Prosecuting Attorney S. Kyle Hunter has denied a request by the parents of a Pine Bluff woman who was shot to death in 2012 to have the Arkansas State Police take another look at the case.

Sheila Banister called Hunter on Friday morning and asked Hunter to have the state police examine the case, but Hunter declined.

“In order to do that, I would have had to have some basis for making the request and in this case I don’t,” Hunter said Friday afternoon.

Hunter ruled that Ryan Bishop was justified in using deadly physical force when he shot and killed Tashara Banister, 22, on June 26, 2012.

In a two-page statement issued last week, Hunter said evidence collected by police established that Banister was committing an aggravated robbery, which is a felony involving violence or force.

“Therefore, Bishop was justified under (Arkansas Code Statute) 5-2-607 in using deadly physical force,” Hunter said in the statement.

Hunter said he based his decision on the investigative file, evidence and witness statements collected by police.

“If there were things that I thought needed to be done, I’m sure the police department would have done them,” he said.

Friday morning, Sheila Banister said she was not satisfied with the investigation by Pine Bluff police, and felt there was a “conflict of interest,” because Bishop’s father is a former police officer. Her husband, Vincent Banister, went further, saying “the young man’s daddy was a former cop and police all cover up for one another.”

Sheila Banister also said she had looked at the police report and there “were holes in it.”

“Number one, there were no fingerprints on the gun,” she said. “He admitted using the gun to kill my daughter. Why were there no fingerprints?”

Sheila Banister also said she believes material was left out of the investigative file, including an interview with Tashara Banister’s roommate, who allegedly told police that Bishop had been to their residence to buy drugs and picked up Banister the night she was killed.

“There are still things that have not come out,” Sheila Banister said, adding that she thinks her daughter was “stereotyped.”

Tashara Banister was black.

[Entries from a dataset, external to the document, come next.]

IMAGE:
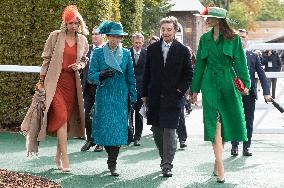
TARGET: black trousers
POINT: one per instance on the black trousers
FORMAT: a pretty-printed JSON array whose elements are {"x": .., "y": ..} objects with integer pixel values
[
  {"x": 181, "y": 129},
  {"x": 89, "y": 100},
  {"x": 138, "y": 126},
  {"x": 249, "y": 108},
  {"x": 272, "y": 84},
  {"x": 112, "y": 152}
]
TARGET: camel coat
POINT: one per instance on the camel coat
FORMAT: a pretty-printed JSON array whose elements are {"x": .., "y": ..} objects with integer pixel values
[{"x": 51, "y": 68}]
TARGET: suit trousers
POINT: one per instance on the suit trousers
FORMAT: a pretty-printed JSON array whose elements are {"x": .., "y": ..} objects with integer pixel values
[
  {"x": 165, "y": 140},
  {"x": 249, "y": 108},
  {"x": 112, "y": 152},
  {"x": 181, "y": 129},
  {"x": 89, "y": 100}
]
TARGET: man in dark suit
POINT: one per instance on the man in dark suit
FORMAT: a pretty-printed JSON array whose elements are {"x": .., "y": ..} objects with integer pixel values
[
  {"x": 139, "y": 57},
  {"x": 89, "y": 92},
  {"x": 272, "y": 63},
  {"x": 167, "y": 76},
  {"x": 254, "y": 65}
]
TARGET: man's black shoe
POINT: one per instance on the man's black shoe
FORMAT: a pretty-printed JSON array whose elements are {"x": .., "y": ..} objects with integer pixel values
[
  {"x": 136, "y": 143},
  {"x": 234, "y": 151},
  {"x": 87, "y": 145},
  {"x": 167, "y": 172},
  {"x": 182, "y": 144},
  {"x": 98, "y": 148},
  {"x": 247, "y": 153}
]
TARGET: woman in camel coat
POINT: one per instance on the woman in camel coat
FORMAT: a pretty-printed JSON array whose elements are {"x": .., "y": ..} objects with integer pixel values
[{"x": 64, "y": 54}]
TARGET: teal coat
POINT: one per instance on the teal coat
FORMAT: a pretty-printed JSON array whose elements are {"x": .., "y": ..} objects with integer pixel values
[
  {"x": 110, "y": 119},
  {"x": 213, "y": 75}
]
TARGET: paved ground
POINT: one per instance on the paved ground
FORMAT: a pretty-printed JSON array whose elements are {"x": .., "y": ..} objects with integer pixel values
[{"x": 139, "y": 166}]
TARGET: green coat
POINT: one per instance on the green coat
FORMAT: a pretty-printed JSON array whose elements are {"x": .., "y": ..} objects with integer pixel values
[{"x": 213, "y": 75}]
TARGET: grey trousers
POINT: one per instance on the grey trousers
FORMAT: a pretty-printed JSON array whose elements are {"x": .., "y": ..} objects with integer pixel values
[{"x": 166, "y": 142}]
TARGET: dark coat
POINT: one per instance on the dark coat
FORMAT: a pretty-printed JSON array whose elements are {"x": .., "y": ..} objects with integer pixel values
[
  {"x": 84, "y": 73},
  {"x": 276, "y": 63},
  {"x": 139, "y": 68},
  {"x": 254, "y": 65},
  {"x": 160, "y": 83}
]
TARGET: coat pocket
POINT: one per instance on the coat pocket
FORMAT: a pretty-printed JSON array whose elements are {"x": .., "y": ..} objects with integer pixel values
[{"x": 204, "y": 53}]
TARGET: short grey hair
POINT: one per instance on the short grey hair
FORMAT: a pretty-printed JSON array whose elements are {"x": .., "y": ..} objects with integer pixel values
[
  {"x": 170, "y": 19},
  {"x": 138, "y": 35}
]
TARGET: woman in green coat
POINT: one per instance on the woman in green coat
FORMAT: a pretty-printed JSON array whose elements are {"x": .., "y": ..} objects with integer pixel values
[{"x": 223, "y": 114}]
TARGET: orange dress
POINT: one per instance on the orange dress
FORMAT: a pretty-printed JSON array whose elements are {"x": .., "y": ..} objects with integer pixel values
[{"x": 65, "y": 95}]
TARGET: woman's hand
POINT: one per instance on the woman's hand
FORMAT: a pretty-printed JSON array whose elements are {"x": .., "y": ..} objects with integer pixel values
[
  {"x": 39, "y": 85},
  {"x": 194, "y": 98},
  {"x": 245, "y": 92},
  {"x": 75, "y": 66}
]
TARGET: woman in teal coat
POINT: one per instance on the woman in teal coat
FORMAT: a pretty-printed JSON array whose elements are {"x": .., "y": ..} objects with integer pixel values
[
  {"x": 223, "y": 114},
  {"x": 111, "y": 69}
]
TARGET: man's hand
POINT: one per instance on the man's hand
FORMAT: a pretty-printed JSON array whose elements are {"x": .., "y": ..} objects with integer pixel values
[{"x": 245, "y": 92}]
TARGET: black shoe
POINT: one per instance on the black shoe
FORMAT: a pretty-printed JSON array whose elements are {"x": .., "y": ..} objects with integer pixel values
[
  {"x": 87, "y": 146},
  {"x": 234, "y": 151},
  {"x": 247, "y": 153},
  {"x": 167, "y": 172},
  {"x": 98, "y": 148},
  {"x": 113, "y": 172},
  {"x": 136, "y": 143},
  {"x": 182, "y": 144},
  {"x": 220, "y": 181}
]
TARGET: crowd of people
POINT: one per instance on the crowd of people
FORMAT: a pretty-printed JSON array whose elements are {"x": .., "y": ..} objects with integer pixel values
[{"x": 93, "y": 90}]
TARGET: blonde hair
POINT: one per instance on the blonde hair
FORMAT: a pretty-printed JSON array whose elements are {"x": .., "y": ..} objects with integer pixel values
[{"x": 82, "y": 25}]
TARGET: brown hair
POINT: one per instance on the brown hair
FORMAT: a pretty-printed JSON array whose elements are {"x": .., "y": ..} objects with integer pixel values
[{"x": 226, "y": 30}]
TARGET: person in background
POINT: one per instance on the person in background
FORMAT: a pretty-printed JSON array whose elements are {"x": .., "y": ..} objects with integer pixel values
[
  {"x": 89, "y": 93},
  {"x": 272, "y": 63},
  {"x": 138, "y": 55},
  {"x": 65, "y": 53},
  {"x": 219, "y": 50},
  {"x": 111, "y": 69},
  {"x": 254, "y": 66},
  {"x": 167, "y": 76},
  {"x": 153, "y": 39}
]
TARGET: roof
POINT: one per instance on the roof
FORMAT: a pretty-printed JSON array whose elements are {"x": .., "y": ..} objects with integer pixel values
[{"x": 186, "y": 5}]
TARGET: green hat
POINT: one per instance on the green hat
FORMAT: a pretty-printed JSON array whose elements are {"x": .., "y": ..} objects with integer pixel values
[
  {"x": 213, "y": 12},
  {"x": 111, "y": 28}
]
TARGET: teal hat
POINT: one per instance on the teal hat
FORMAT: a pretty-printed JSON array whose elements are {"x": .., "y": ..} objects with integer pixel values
[
  {"x": 111, "y": 28},
  {"x": 213, "y": 12}
]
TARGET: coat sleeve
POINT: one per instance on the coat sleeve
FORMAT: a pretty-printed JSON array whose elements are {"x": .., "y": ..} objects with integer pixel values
[
  {"x": 187, "y": 72},
  {"x": 94, "y": 68},
  {"x": 84, "y": 59},
  {"x": 47, "y": 52},
  {"x": 262, "y": 77},
  {"x": 199, "y": 67},
  {"x": 146, "y": 75},
  {"x": 130, "y": 78},
  {"x": 240, "y": 61}
]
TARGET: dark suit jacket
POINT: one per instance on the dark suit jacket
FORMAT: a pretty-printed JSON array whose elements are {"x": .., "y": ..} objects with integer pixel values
[
  {"x": 254, "y": 65},
  {"x": 160, "y": 83},
  {"x": 139, "y": 68}
]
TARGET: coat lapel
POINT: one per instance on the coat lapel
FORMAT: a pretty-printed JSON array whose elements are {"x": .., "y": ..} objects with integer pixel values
[{"x": 171, "y": 53}]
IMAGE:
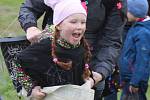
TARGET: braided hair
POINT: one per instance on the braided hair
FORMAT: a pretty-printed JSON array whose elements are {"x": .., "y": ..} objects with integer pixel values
[{"x": 67, "y": 65}]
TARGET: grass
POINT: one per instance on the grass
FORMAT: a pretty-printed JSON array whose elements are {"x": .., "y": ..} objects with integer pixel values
[{"x": 9, "y": 27}]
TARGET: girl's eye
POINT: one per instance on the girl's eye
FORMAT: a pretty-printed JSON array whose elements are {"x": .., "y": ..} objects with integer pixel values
[{"x": 83, "y": 22}]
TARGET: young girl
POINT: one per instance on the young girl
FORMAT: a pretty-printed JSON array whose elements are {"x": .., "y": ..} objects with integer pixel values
[{"x": 60, "y": 59}]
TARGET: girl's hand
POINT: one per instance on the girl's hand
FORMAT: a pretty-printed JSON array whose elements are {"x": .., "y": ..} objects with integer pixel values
[
  {"x": 37, "y": 94},
  {"x": 33, "y": 34},
  {"x": 97, "y": 77},
  {"x": 89, "y": 83}
]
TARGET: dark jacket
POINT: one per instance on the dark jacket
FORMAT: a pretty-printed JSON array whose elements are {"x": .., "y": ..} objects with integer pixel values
[
  {"x": 104, "y": 29},
  {"x": 135, "y": 55},
  {"x": 37, "y": 63}
]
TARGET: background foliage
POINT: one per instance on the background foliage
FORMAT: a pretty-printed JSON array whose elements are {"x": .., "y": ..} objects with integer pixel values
[{"x": 9, "y": 27}]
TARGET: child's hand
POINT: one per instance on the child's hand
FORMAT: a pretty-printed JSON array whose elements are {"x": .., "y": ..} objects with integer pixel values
[
  {"x": 37, "y": 94},
  {"x": 89, "y": 83},
  {"x": 133, "y": 89},
  {"x": 97, "y": 77}
]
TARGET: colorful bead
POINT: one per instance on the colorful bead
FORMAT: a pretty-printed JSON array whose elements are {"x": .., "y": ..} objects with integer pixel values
[{"x": 55, "y": 60}]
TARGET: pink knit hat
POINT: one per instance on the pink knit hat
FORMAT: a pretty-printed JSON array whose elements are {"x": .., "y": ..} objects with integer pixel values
[{"x": 64, "y": 8}]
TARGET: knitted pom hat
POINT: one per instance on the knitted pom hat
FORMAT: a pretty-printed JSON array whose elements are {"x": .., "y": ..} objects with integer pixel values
[{"x": 64, "y": 8}]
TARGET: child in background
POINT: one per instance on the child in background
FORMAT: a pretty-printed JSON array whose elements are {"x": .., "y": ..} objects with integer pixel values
[
  {"x": 63, "y": 58},
  {"x": 135, "y": 55}
]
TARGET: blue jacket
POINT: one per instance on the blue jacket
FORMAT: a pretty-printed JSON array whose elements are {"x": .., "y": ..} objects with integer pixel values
[{"x": 134, "y": 61}]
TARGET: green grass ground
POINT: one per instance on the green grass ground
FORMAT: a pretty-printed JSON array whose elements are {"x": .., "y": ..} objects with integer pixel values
[{"x": 9, "y": 26}]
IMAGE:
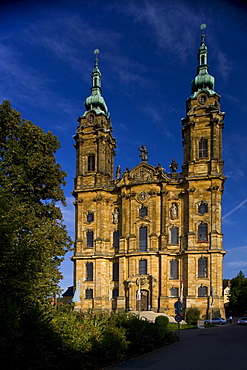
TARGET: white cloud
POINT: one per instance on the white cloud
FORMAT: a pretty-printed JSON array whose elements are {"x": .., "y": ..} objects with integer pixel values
[{"x": 240, "y": 205}]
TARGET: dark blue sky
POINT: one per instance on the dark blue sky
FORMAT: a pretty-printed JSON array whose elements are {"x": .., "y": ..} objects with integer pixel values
[{"x": 148, "y": 57}]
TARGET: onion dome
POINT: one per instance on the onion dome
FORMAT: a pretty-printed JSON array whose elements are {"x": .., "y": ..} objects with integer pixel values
[
  {"x": 96, "y": 101},
  {"x": 203, "y": 80}
]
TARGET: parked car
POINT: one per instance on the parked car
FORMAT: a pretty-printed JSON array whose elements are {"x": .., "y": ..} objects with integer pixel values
[
  {"x": 242, "y": 321},
  {"x": 215, "y": 320}
]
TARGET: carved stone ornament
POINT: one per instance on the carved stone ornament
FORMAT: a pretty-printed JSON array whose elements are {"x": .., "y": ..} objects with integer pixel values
[
  {"x": 141, "y": 281},
  {"x": 142, "y": 176},
  {"x": 115, "y": 215},
  {"x": 174, "y": 211},
  {"x": 142, "y": 197}
]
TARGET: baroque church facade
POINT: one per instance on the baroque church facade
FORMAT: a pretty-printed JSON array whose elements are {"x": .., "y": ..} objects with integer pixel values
[{"x": 147, "y": 238}]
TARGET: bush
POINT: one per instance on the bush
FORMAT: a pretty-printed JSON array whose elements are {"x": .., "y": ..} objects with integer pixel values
[
  {"x": 162, "y": 321},
  {"x": 192, "y": 315}
]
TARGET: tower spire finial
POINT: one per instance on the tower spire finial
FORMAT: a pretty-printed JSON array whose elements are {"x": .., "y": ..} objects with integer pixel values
[
  {"x": 203, "y": 26},
  {"x": 96, "y": 101},
  {"x": 203, "y": 80}
]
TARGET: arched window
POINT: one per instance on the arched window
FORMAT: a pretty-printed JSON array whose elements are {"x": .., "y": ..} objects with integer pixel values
[
  {"x": 174, "y": 235},
  {"x": 89, "y": 294},
  {"x": 115, "y": 271},
  {"x": 143, "y": 241},
  {"x": 203, "y": 148},
  {"x": 90, "y": 239},
  {"x": 203, "y": 267},
  {"x": 89, "y": 271},
  {"x": 202, "y": 208},
  {"x": 143, "y": 211},
  {"x": 115, "y": 293},
  {"x": 203, "y": 291},
  {"x": 91, "y": 163},
  {"x": 174, "y": 269},
  {"x": 90, "y": 217},
  {"x": 174, "y": 292},
  {"x": 203, "y": 232},
  {"x": 116, "y": 235},
  {"x": 143, "y": 266}
]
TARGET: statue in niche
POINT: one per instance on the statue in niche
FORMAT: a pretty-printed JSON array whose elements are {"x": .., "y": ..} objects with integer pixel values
[
  {"x": 115, "y": 216},
  {"x": 173, "y": 166},
  {"x": 174, "y": 211},
  {"x": 144, "y": 153},
  {"x": 118, "y": 172},
  {"x": 160, "y": 169}
]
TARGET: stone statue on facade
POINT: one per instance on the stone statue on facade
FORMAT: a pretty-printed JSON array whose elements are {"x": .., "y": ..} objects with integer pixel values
[
  {"x": 115, "y": 216},
  {"x": 118, "y": 172},
  {"x": 174, "y": 211},
  {"x": 144, "y": 153},
  {"x": 173, "y": 166}
]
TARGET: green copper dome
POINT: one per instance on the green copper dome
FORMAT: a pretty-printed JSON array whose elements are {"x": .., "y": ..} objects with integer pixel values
[
  {"x": 96, "y": 101},
  {"x": 203, "y": 80}
]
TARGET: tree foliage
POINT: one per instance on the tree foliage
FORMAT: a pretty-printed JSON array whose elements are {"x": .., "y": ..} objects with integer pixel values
[
  {"x": 192, "y": 315},
  {"x": 238, "y": 294},
  {"x": 33, "y": 239}
]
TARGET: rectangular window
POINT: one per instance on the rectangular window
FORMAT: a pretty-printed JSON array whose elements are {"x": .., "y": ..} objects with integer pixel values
[
  {"x": 202, "y": 267},
  {"x": 89, "y": 294},
  {"x": 91, "y": 163},
  {"x": 203, "y": 233},
  {"x": 143, "y": 266},
  {"x": 174, "y": 292},
  {"x": 202, "y": 291},
  {"x": 90, "y": 217},
  {"x": 116, "y": 235},
  {"x": 174, "y": 235},
  {"x": 143, "y": 242},
  {"x": 174, "y": 269},
  {"x": 203, "y": 148},
  {"x": 90, "y": 239},
  {"x": 89, "y": 271},
  {"x": 143, "y": 212},
  {"x": 115, "y": 272}
]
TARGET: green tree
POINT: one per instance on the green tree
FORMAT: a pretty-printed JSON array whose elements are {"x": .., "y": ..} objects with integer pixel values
[
  {"x": 238, "y": 294},
  {"x": 192, "y": 315},
  {"x": 33, "y": 239}
]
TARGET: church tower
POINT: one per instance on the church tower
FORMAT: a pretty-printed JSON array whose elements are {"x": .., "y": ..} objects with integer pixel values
[
  {"x": 149, "y": 238},
  {"x": 95, "y": 153},
  {"x": 203, "y": 172}
]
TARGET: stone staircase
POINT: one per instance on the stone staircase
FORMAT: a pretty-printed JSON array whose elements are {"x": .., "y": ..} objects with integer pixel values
[{"x": 151, "y": 316}]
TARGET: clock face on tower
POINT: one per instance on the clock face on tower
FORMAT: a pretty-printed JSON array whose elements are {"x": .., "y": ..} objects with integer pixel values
[
  {"x": 90, "y": 118},
  {"x": 202, "y": 98}
]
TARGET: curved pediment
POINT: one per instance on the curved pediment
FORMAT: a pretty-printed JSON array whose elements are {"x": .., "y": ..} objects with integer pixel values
[{"x": 143, "y": 173}]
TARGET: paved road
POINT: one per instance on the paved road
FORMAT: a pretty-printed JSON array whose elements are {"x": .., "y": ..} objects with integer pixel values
[{"x": 223, "y": 347}]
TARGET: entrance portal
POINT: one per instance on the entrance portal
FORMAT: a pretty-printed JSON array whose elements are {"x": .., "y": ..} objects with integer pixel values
[{"x": 142, "y": 304}]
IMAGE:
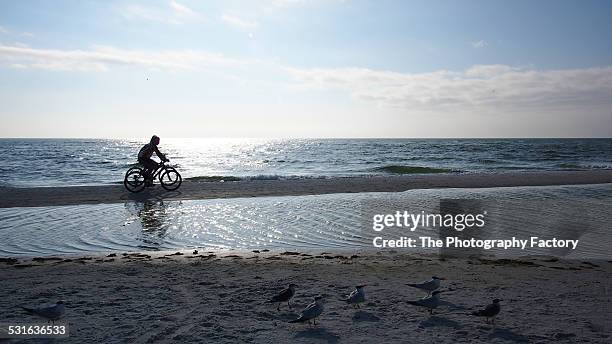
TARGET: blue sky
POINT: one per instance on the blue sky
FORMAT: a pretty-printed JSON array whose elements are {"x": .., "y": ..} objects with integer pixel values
[{"x": 291, "y": 68}]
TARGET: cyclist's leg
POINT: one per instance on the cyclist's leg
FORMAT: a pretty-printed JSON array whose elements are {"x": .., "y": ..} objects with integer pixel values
[{"x": 149, "y": 168}]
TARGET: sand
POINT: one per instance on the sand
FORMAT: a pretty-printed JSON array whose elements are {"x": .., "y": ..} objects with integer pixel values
[
  {"x": 207, "y": 297},
  {"x": 52, "y": 196}
]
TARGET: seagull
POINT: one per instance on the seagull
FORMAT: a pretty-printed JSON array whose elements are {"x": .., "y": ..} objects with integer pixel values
[
  {"x": 428, "y": 286},
  {"x": 430, "y": 302},
  {"x": 52, "y": 313},
  {"x": 312, "y": 311},
  {"x": 490, "y": 311},
  {"x": 356, "y": 297},
  {"x": 284, "y": 295}
]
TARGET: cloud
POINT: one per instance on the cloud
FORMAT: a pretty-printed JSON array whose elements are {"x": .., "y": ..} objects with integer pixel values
[
  {"x": 479, "y": 44},
  {"x": 172, "y": 13},
  {"x": 183, "y": 10},
  {"x": 239, "y": 22},
  {"x": 102, "y": 58},
  {"x": 478, "y": 85}
]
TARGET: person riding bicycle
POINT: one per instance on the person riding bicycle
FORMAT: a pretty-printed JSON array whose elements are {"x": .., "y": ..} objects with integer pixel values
[{"x": 144, "y": 157}]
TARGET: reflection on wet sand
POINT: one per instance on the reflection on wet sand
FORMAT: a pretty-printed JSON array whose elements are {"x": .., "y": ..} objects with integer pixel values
[{"x": 153, "y": 215}]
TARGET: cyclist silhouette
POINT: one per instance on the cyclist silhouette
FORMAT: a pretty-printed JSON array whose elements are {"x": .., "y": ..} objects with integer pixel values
[{"x": 144, "y": 157}]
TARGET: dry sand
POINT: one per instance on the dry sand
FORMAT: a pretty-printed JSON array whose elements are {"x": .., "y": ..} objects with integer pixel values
[
  {"x": 205, "y": 297},
  {"x": 52, "y": 196}
]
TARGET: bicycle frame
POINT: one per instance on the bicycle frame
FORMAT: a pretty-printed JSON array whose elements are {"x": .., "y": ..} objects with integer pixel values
[{"x": 161, "y": 167}]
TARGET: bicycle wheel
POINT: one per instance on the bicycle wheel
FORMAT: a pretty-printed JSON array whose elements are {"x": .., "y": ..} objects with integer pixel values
[
  {"x": 134, "y": 180},
  {"x": 170, "y": 179}
]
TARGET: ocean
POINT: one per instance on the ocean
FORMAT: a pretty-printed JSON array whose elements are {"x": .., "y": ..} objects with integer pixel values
[{"x": 62, "y": 162}]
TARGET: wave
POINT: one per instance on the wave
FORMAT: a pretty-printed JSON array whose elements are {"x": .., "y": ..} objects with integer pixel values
[
  {"x": 255, "y": 177},
  {"x": 214, "y": 179},
  {"x": 592, "y": 166},
  {"x": 400, "y": 169}
]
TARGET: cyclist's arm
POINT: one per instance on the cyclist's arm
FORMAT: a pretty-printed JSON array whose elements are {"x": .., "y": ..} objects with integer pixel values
[{"x": 159, "y": 154}]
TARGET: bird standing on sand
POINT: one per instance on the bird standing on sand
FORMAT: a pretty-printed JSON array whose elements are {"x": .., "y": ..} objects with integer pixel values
[
  {"x": 490, "y": 311},
  {"x": 430, "y": 302},
  {"x": 428, "y": 286},
  {"x": 52, "y": 313},
  {"x": 284, "y": 296},
  {"x": 311, "y": 312},
  {"x": 356, "y": 297}
]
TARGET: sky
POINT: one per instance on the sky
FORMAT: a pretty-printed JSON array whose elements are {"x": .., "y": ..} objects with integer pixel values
[{"x": 305, "y": 68}]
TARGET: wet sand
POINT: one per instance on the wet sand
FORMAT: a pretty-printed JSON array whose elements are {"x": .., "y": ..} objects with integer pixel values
[
  {"x": 54, "y": 196},
  {"x": 208, "y": 297}
]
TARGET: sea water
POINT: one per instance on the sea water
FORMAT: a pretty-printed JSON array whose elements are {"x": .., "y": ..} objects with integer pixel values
[{"x": 56, "y": 162}]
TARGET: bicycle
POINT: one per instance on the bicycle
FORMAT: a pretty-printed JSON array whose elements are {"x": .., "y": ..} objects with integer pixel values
[{"x": 169, "y": 178}]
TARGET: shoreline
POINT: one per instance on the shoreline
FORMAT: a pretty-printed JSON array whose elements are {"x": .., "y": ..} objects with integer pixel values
[
  {"x": 75, "y": 195},
  {"x": 223, "y": 298}
]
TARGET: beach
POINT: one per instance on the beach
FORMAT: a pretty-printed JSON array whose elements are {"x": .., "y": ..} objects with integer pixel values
[
  {"x": 206, "y": 296},
  {"x": 200, "y": 294},
  {"x": 70, "y": 195}
]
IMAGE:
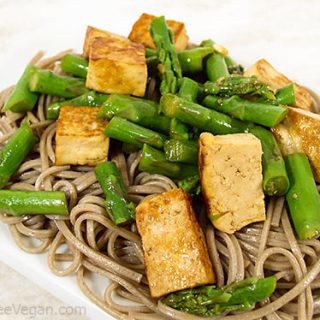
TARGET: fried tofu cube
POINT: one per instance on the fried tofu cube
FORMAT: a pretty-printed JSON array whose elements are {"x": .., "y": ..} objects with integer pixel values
[
  {"x": 300, "y": 132},
  {"x": 174, "y": 246},
  {"x": 265, "y": 72},
  {"x": 80, "y": 138},
  {"x": 140, "y": 32},
  {"x": 231, "y": 179},
  {"x": 117, "y": 65}
]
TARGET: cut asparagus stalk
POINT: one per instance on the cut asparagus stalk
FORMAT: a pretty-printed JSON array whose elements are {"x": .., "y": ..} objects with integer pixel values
[
  {"x": 303, "y": 196},
  {"x": 154, "y": 161},
  {"x": 126, "y": 131},
  {"x": 21, "y": 99},
  {"x": 120, "y": 210},
  {"x": 275, "y": 178},
  {"x": 15, "y": 151},
  {"x": 18, "y": 203},
  {"x": 75, "y": 64},
  {"x": 48, "y": 82}
]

Bishop, then 20, is white.

In his statement, Hunter said Bishop called Banister on June 26, 2012, and arranged to meet her to buy cocaine. One of Banister’s sisters confirmed that call and Banister told the sister to “take me to hit this lick.”

“According to Bishop, when Banister got in his truck, she pulled out a gun, demanded his wallet and money and directed him to an ATM at Simmons Bank on West 28th Street,” Hunter said. “While leaving the initial location, Banister saw her sisters in another car and motioned for them to follow.

“Bishop pulled up to the ATM as directed and attempted to withdraw cash, even though he had no money in the bank,” Hunter said. “While at the ATM, Banister placed the gun on the seat as she went through Bishop’s wallet. Bishop grabbed the gun and a struggle ensued for the gun as Banister leaned across the driver’s side of the truck, grabbing the wrist of Bishop and forcing him out the driver’s side window. The truck began to roll forward and during the struggle over the gun, Bishop fired the gun four times, striking Banister three times and killing her.”

As to Hunter’s statement that Banister was attempting to rob Bishop when she was shot, Vincent Banister said “she didn’t have to rob nobody. Any time she wanted something she came to me.”

Vincent Banister also complained that while Detective Jerry Lambert (who is black) worked on the case, “there were also white detectives who worked on the case.”

“She’s dead and can’t talk and they got what they wanted,” he said.

Sheila Banister also questioned how her daughter could have been shot on the right side when she was in the passenger seat of Bishop’s truck.

“Kyle Hunter is not looking at this like I am,” she said. “I think we deserve a second opinion.”

“This is a long way from being over,” she said. “I’m a mother who is trying to seek justice for her daughter and get Ryan Bishop prosecuted to the fullest extent of the law.”

Vincent Banister said the family is “going to continue until we get answers.”